I'm looking for an algorithm for the problem:

"Given an undirected graph with positive weights on its edges and some of the edges are red and some are blue. Describe an algorithm that finds the shortest (lightest) path which includes an even number of red edges, that goes from S to any vertex v."

The solution I thought about was, why not take the original Graph G(V,E) and create (I'm not quite sure if I can say "given" though I think it is) a sub graph which will include only the red edges, let's say Red(V',E'), intersect those two, so now I will have a new graph say G' which includes only the red edges.

And on that graph I will use dijkstra algorithm in order to find the shortest path.

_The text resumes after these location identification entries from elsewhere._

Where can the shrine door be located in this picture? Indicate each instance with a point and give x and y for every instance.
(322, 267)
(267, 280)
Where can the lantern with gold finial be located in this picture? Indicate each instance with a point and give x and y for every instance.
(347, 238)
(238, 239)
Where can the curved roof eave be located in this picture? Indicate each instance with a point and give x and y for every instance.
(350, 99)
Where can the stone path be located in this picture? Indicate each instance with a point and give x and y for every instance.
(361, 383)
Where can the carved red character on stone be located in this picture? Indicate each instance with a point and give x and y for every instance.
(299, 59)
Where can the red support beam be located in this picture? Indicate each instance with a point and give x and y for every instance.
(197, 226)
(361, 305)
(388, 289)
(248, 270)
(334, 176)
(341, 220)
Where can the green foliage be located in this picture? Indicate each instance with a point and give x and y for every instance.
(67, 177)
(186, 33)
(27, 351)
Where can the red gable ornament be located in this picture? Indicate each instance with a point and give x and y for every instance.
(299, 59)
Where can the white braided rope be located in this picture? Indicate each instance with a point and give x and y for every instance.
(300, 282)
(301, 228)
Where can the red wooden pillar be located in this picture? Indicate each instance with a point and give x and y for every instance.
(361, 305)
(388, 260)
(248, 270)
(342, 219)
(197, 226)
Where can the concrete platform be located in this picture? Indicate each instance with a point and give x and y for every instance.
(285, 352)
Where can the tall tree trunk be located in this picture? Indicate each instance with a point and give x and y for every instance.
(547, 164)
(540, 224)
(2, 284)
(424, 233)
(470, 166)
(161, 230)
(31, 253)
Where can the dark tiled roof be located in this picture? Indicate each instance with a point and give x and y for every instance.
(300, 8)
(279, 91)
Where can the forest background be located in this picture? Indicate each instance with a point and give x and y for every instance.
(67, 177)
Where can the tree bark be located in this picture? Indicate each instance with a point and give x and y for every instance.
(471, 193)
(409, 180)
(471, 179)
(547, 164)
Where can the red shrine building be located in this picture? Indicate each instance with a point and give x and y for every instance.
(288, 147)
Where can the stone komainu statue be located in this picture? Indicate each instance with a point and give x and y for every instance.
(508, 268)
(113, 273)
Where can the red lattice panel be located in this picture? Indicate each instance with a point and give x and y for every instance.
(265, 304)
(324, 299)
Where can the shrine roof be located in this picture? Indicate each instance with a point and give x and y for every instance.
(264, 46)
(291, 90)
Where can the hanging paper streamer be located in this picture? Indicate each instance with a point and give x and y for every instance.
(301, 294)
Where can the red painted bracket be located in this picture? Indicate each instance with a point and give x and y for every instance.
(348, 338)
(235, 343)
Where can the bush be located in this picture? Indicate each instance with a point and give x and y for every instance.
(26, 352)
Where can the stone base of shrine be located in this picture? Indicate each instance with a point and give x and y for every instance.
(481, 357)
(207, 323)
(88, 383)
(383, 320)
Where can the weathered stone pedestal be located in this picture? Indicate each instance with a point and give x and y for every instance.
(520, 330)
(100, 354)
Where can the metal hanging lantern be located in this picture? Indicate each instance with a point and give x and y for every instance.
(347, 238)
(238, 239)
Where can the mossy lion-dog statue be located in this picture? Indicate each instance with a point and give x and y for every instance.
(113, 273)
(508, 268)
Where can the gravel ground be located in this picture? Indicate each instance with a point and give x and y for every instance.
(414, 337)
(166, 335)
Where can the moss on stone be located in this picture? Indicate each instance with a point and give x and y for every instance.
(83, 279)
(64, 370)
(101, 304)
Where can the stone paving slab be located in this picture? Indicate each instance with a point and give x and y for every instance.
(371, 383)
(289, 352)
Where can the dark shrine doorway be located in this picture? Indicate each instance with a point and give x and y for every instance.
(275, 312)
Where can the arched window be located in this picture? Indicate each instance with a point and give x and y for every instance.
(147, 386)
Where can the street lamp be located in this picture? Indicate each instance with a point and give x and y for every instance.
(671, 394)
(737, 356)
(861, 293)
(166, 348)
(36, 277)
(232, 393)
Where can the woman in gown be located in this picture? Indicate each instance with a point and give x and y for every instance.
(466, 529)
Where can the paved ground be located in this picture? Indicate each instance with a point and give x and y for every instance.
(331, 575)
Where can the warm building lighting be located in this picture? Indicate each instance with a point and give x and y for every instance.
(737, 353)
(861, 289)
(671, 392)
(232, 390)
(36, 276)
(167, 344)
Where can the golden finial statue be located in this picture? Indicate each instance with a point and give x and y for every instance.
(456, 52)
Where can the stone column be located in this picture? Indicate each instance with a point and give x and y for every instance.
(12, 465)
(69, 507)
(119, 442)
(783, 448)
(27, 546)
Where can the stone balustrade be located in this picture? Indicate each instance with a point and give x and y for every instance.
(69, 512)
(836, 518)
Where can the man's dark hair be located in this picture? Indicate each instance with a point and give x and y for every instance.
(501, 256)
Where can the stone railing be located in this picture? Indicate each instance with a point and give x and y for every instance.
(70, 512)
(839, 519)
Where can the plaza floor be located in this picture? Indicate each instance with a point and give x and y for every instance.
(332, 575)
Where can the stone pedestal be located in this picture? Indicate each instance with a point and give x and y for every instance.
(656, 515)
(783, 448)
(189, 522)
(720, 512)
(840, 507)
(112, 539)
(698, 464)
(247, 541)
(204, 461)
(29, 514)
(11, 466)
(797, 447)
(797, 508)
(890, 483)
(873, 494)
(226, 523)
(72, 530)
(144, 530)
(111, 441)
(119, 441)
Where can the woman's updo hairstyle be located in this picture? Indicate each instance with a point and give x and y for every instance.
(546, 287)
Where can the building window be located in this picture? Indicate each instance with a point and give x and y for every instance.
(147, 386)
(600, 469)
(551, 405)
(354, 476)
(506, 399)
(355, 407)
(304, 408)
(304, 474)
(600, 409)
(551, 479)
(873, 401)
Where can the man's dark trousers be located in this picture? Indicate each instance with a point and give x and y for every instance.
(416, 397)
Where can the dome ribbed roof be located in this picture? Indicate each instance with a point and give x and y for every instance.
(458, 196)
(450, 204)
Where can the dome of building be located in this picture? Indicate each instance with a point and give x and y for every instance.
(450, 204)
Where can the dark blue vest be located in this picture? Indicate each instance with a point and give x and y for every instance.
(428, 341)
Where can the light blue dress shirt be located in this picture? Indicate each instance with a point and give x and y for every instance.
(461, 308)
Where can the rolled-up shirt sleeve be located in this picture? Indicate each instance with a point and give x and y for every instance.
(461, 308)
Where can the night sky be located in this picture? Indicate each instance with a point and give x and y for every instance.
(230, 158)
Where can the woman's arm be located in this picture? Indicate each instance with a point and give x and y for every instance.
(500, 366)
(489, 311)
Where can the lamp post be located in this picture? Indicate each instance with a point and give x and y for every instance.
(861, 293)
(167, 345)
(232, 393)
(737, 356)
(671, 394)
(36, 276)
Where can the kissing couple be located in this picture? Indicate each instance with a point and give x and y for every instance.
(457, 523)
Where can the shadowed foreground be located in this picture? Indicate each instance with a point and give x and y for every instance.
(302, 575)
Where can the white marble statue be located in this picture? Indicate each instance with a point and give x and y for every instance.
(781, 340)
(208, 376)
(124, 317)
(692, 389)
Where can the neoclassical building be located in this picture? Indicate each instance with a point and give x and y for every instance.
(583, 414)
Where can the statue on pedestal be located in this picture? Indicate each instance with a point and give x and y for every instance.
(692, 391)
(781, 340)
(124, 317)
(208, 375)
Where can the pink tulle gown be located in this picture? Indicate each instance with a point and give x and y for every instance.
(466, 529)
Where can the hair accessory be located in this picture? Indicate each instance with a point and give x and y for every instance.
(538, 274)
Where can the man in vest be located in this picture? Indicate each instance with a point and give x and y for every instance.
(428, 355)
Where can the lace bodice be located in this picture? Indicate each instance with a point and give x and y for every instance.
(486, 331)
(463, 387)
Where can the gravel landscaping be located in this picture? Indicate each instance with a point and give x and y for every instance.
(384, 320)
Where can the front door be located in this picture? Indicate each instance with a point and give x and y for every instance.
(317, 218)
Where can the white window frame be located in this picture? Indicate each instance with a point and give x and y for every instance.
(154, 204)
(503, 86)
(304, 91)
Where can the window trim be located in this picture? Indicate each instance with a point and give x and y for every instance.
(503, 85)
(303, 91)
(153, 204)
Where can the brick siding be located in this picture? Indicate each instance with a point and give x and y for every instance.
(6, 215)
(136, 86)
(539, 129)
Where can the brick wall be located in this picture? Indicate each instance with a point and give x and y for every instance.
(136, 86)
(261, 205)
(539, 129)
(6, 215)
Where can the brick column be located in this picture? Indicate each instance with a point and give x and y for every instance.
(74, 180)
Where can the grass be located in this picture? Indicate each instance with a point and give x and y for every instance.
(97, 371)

The problem is it can ofc make some edges un-reachable so it will return there's no such path, while there might be a path if added some blue edges. I'm not quite sure how to go around it in order to get the perfect solution.

Solution

Here's a nice way to do it. Make two copies of the input graph; call them $A$ and $B$. Now redirect the red edges so that they jump across to the other copy, but leave the blue edges untouched. Any path which starts and ends in $A$ must use an even number of red edges (after using a red edge to get to $B$, it has to use another red edge to get back to $A$). So just run any shortest-paths algorithm on this new "doubled" graph and keep only the shortest paths that both start and end in $A$.

More formally, let $v_A$ and $v_B$ be the two copies of $v$ that appear in $A$ and $B$, respectively. For each original edge $(u,v)$,

  • if $(u,v)$ is blue, the new graph will have edges $(u_A, v_A)$ and $(u_B, v_B)$.



  • if $(u,v)$ is red, the new graph will have edges $(u_A, v_B)$ and $(u_B, v_A)$.



Note that this transformation only works because the edge weights are positive. Otherwise you could do funky things like traverse a negative edge twice (once within $A$ and once within $B$) to achieve lighter paths in the doubled graph.